Note: The FRN provisions under sections 61.2 and 61.3 don't apply to holders of authorizations for the sale/import of Class I devices. However, the incident reporting requirements under subsection 59(1.1) apply to Class I manufacturers and importers.

Note about guidance documents in general

Guidance documents provide assistance to industry and health care professionals on how to comply with governing statutes and regulations. They also provide guidance to Health Canada staff on how mandates and objectives should be met fairly, consistently and effectively.

Guidance documents are administrative, not legal, instruments.

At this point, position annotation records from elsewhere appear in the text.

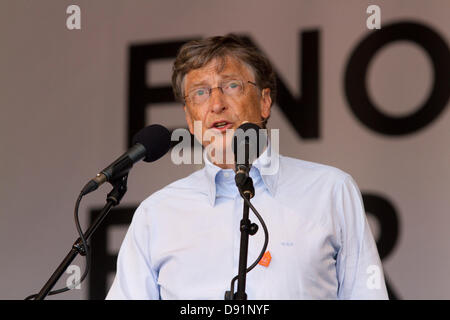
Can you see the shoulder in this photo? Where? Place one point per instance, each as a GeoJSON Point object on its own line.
{"type": "Point", "coordinates": [193, 184]}
{"type": "Point", "coordinates": [307, 172]}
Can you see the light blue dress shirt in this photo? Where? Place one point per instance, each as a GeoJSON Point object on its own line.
{"type": "Point", "coordinates": [183, 242]}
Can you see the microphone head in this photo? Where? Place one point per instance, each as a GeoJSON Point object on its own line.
{"type": "Point", "coordinates": [156, 141]}
{"type": "Point", "coordinates": [249, 141]}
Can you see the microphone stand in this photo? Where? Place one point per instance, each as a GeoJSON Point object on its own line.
{"type": "Point", "coordinates": [112, 200]}
{"type": "Point", "coordinates": [247, 229]}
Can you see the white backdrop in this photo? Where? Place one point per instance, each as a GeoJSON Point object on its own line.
{"type": "Point", "coordinates": [63, 100]}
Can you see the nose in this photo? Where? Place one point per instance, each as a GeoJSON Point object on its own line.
{"type": "Point", "coordinates": [217, 100]}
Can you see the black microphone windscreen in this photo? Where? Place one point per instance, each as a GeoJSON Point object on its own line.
{"type": "Point", "coordinates": [155, 139]}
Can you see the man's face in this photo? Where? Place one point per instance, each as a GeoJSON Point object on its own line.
{"type": "Point", "coordinates": [219, 109]}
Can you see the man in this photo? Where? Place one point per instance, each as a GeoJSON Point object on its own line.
{"type": "Point", "coordinates": [183, 242]}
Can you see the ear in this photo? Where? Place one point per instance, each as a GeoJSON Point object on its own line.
{"type": "Point", "coordinates": [188, 119]}
{"type": "Point", "coordinates": [266, 103]}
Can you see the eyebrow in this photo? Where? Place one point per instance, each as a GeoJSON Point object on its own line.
{"type": "Point", "coordinates": [222, 77]}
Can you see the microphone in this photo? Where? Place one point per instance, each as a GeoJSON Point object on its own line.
{"type": "Point", "coordinates": [248, 143]}
{"type": "Point", "coordinates": [149, 144]}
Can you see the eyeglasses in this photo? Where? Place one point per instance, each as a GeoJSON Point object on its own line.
{"type": "Point", "coordinates": [230, 88]}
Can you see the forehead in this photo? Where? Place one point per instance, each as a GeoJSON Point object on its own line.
{"type": "Point", "coordinates": [218, 69]}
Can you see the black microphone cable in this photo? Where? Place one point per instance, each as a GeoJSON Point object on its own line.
{"type": "Point", "coordinates": [266, 240]}
{"type": "Point", "coordinates": [85, 248]}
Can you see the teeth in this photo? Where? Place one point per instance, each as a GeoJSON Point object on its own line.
{"type": "Point", "coordinates": [220, 124]}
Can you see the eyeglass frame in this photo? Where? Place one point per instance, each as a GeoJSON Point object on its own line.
{"type": "Point", "coordinates": [221, 89]}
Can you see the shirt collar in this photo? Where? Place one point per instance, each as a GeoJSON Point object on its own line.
{"type": "Point", "coordinates": [266, 166]}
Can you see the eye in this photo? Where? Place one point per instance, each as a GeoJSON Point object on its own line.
{"type": "Point", "coordinates": [200, 92]}
{"type": "Point", "coordinates": [233, 84]}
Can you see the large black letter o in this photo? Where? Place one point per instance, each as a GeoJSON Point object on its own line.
{"type": "Point", "coordinates": [356, 73]}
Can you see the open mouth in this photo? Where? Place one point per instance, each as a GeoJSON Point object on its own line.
{"type": "Point", "coordinates": [222, 125]}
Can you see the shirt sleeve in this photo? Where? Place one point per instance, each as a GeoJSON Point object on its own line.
{"type": "Point", "coordinates": [135, 279]}
{"type": "Point", "coordinates": [359, 269]}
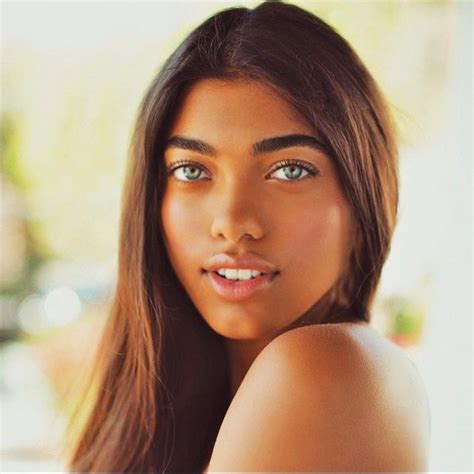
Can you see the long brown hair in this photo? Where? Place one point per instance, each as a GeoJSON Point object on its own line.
{"type": "Point", "coordinates": [163, 385]}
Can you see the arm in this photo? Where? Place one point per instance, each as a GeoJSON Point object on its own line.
{"type": "Point", "coordinates": [320, 405]}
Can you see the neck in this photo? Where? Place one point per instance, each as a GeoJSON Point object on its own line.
{"type": "Point", "coordinates": [242, 353]}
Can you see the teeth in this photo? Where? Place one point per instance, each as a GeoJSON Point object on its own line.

This means that flexibility can be applied. However, to be acceptable, alternate approaches to the principles and practices described in this document must be supported by adequate justification. They should be discussed in advance with the relevant program area to avoid the possible finding that applicable statutory or regulatory requirements have not been met.

As always, Health Canada reserves the right to request information or material, or define conditions not specifically described in this document, to help us adequately assess the safety, efficacy or quality of a therapeutic product. We are committed to ensuring that such requests are justifiable and that decisions are clearly documented.

This document should be read along with the relevant sections of the Regulations and other applicable guidance documents.